According to Arturo Toscanini, ‘any asino can conduct, but to make music is difficile’.
According to Arturo Toscanini, ‘any asino can conduct, but to make music is difficile’. The technical side of conducting did not appeal to Carlo Maria Giulini, the subject of Thomas Saler’s highly illuminating biography. He was an immensely spiritual man, ‘an old-fashioned poet in a world of ego- maniacs and prosaic technicians’ in the words of Martin Bernheimer. In many ways the two maestri were polar opposites, Giulini (who died in 2005) being a gentle aristocratic in demeanour, while Toscanini behaved like an irascible bulldog.
Giulini’s spirituality was certainly not wishy-washy and Saler indicates that the themes of his religion — ‘that we are uplifted by suffering; it is only through giving that we receive’ — permeated his performances. ‘He exuded an almost saintly aura which sooner or later was transmitted to his audiences’ , wrote Donald Henahan in the New York Times. Giulini was sent to the front in Croatia to fight the Yugoslav partisans in 1940:
A pacifist with a deep hatred for Mussolini and the fascists, Carlo had made a pact with his two brothers, Seno and Alberto, that they would not kill under any circumstances.
He asked:
How is it possible to live without faith . . . to think that inside the human body there is no soul? I can only tell you I have this gift of faith.
He had no idea how to write a cheque and had zero talent for admin. His wife Marcella did everything practical. He was not, however, wafting around on clouds all the time. Saler tells us that he indulged his passion for football, in particular Juventus. He was distraught when Marcella suffered a stroke in 1980, and even more so when she died 15 years later. But he reflected: ‘There is so much suffering in the world. Why shouldn’t I suffer too?’
After his wife’s stroke had prompted him to resign as music director of the Los Angeles Philharmonic Orchestra, he said:
What I know with absolute certainty is that in this moment Marcella — the woman who dedicated all her life to my and our children’s sake and to my work — needs my help, and I shall give it to her with all the strength of my love.

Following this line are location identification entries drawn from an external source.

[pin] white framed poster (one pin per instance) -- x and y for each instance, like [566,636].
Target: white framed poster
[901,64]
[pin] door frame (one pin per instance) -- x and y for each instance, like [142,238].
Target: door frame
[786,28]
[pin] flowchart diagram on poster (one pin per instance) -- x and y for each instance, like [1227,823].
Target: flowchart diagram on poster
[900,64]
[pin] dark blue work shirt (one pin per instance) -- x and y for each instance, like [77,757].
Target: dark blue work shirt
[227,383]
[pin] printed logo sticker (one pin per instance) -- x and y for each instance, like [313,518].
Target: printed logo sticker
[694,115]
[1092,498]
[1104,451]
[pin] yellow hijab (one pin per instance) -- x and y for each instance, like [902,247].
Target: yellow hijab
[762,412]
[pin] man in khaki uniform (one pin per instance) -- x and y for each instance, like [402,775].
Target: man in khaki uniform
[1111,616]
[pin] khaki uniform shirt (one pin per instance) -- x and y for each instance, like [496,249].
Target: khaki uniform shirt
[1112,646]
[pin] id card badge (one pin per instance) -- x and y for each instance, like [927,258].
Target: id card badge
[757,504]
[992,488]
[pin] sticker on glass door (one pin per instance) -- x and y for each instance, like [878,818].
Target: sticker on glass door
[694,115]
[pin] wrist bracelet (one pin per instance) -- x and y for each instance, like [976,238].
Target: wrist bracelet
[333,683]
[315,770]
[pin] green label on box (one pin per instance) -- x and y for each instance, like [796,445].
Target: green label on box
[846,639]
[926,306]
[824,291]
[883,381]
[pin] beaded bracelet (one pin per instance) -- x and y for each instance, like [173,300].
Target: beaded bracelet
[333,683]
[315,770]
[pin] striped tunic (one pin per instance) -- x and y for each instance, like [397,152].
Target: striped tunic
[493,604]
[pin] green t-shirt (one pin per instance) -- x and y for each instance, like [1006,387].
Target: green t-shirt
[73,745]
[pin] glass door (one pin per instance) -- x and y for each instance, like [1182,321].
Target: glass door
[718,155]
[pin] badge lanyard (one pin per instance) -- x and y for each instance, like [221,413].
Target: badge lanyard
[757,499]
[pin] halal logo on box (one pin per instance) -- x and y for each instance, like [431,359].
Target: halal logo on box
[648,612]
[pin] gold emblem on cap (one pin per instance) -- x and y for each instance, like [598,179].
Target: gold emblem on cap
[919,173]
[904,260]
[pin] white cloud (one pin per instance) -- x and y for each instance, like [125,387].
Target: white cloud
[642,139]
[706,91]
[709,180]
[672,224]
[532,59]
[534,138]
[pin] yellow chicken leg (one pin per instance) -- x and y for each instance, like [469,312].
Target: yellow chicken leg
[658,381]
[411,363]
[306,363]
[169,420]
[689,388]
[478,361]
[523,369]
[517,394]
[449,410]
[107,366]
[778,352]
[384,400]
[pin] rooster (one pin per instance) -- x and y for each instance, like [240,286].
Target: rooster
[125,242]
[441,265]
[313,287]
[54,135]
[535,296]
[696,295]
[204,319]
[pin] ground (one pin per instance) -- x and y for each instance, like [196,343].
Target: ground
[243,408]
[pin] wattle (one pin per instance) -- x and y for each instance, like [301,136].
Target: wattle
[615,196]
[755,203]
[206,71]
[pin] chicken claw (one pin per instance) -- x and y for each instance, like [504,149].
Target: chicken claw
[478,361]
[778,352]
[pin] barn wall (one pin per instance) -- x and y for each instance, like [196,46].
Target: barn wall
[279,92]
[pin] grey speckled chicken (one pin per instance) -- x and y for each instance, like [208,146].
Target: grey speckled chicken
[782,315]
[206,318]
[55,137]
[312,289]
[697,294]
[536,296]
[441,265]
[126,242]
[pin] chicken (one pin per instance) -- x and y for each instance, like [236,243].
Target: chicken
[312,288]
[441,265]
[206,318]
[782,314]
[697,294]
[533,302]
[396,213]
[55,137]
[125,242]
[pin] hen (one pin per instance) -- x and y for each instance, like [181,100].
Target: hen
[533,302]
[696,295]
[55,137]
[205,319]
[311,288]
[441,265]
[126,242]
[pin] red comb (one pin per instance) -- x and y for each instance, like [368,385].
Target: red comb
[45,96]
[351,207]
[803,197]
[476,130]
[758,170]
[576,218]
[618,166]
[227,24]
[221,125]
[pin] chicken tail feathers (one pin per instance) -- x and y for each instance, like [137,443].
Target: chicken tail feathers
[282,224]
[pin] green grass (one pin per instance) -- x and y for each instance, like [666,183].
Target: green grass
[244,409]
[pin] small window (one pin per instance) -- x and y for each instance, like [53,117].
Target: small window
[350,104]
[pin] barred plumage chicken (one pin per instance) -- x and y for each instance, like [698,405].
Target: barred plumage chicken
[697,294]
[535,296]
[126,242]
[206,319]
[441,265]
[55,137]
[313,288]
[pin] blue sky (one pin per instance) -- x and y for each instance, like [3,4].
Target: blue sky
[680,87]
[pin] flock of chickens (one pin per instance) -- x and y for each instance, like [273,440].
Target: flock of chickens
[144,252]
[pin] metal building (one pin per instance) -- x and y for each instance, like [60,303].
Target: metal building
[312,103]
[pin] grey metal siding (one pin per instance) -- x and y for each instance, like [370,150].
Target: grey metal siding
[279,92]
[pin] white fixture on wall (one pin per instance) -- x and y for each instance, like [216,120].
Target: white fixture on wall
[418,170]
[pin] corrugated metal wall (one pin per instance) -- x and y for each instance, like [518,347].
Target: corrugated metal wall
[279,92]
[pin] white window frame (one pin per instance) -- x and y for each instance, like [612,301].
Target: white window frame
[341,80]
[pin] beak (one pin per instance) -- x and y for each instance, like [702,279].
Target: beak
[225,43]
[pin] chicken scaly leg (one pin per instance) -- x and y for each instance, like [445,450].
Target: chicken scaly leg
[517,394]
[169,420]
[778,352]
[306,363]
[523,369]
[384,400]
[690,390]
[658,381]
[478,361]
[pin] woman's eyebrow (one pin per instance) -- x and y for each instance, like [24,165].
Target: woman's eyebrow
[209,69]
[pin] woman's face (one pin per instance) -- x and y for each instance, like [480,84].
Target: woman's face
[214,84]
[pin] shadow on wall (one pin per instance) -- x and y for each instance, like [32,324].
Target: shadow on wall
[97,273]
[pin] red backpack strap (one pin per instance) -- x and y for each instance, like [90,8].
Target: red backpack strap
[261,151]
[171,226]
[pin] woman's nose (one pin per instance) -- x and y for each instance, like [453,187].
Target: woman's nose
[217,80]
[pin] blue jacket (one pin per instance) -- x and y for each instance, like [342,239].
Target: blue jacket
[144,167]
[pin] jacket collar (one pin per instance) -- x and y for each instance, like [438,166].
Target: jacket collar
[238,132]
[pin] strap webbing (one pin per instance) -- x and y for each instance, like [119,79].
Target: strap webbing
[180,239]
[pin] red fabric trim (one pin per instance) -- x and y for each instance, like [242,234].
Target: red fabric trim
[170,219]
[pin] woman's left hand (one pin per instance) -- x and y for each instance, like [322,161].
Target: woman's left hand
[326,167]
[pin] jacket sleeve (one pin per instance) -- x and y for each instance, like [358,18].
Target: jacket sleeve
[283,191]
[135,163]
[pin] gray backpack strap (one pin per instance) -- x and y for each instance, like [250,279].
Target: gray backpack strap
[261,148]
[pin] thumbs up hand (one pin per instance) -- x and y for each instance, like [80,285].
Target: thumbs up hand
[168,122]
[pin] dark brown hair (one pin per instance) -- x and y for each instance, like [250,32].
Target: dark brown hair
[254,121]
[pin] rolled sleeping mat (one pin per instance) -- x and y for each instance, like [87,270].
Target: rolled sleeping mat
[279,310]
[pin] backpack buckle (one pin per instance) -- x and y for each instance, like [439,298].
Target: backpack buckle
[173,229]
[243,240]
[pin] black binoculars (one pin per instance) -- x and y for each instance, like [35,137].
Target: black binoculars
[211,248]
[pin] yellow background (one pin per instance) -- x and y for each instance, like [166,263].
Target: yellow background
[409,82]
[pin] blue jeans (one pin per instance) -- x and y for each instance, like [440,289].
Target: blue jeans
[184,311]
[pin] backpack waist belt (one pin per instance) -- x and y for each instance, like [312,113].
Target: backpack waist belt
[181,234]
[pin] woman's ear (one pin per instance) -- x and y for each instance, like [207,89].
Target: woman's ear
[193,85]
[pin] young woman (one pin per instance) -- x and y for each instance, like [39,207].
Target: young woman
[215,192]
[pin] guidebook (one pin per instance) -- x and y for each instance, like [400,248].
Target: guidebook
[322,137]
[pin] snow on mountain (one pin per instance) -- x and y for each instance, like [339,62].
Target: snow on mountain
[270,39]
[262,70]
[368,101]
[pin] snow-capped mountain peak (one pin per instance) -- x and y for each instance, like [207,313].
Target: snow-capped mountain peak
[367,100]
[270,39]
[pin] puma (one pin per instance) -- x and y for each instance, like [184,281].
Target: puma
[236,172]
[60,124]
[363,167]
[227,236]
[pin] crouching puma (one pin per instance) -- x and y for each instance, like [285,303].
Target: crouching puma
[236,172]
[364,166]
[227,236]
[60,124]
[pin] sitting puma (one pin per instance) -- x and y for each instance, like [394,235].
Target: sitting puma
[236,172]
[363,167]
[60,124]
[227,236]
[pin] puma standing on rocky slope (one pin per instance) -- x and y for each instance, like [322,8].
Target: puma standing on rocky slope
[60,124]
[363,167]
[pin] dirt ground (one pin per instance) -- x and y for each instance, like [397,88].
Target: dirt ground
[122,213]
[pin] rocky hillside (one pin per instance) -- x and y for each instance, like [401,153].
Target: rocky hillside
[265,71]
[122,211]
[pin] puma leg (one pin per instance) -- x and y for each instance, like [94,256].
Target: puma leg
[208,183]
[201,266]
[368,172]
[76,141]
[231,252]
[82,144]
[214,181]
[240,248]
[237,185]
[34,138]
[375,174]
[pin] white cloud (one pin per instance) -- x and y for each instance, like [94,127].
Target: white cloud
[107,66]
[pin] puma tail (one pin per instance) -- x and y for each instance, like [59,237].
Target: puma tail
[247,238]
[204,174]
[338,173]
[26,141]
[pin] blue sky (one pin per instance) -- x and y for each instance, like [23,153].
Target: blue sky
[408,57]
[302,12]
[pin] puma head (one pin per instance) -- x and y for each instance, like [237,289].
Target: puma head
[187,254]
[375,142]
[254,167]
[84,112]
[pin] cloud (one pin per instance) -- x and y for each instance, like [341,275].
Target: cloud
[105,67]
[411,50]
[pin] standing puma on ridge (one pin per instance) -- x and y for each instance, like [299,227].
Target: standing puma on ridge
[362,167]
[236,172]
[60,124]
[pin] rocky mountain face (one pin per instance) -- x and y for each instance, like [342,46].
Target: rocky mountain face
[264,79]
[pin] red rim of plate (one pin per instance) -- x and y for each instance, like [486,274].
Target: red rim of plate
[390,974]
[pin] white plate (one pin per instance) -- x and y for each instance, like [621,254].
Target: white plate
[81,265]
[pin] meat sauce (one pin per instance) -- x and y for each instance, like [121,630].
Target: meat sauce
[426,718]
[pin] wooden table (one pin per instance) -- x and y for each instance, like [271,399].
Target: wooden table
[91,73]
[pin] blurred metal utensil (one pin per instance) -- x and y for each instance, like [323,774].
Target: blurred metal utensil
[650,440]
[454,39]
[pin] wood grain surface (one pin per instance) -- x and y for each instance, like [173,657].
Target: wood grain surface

Ernest Fleischmann, the executive director of the LA Phil, said something similar: ‘She had taken complete care of him over 38 years of marriage and now he felt it was his turn to do the same for her.’
Does Giulini appear flawless? Robert Musil said of Herman Hesse that ‘he has the weaknesses appropriate to a greater man than he actually is’. I am not sure whether Saler differentiates between the image and the true self. I found it refreshing, when taking a beautiful girlfriend clad in Chanel backstage after Giulini had performed Beethoven’s Ninth, to notice that the eyes of this saintly individual followed her receding figure as she retreated. I glimpsed the man.
He slowed down later in life, and Saler quotes Harold Schonberg of the New York Times complaining that Giulini confused ‘slowness with profundity’. His style was certainly reverential and increasingly contemplative. Such was his aura, he was convincing even when wrong; and although he may have created his own myth— or simply stumbled upon it — he was humble enough not to believe it himself.
He was imbued with great integrity and nobility of spirit — nowhere more evident than in a DVD of him conducting Bruckner’s 8th Symphony or, combined with youthful passion, the ‘Dies Irae’ from Verdi’s Requiem,which has to be seen to be believed. Thomas Saler’s achievement in this book is considerable.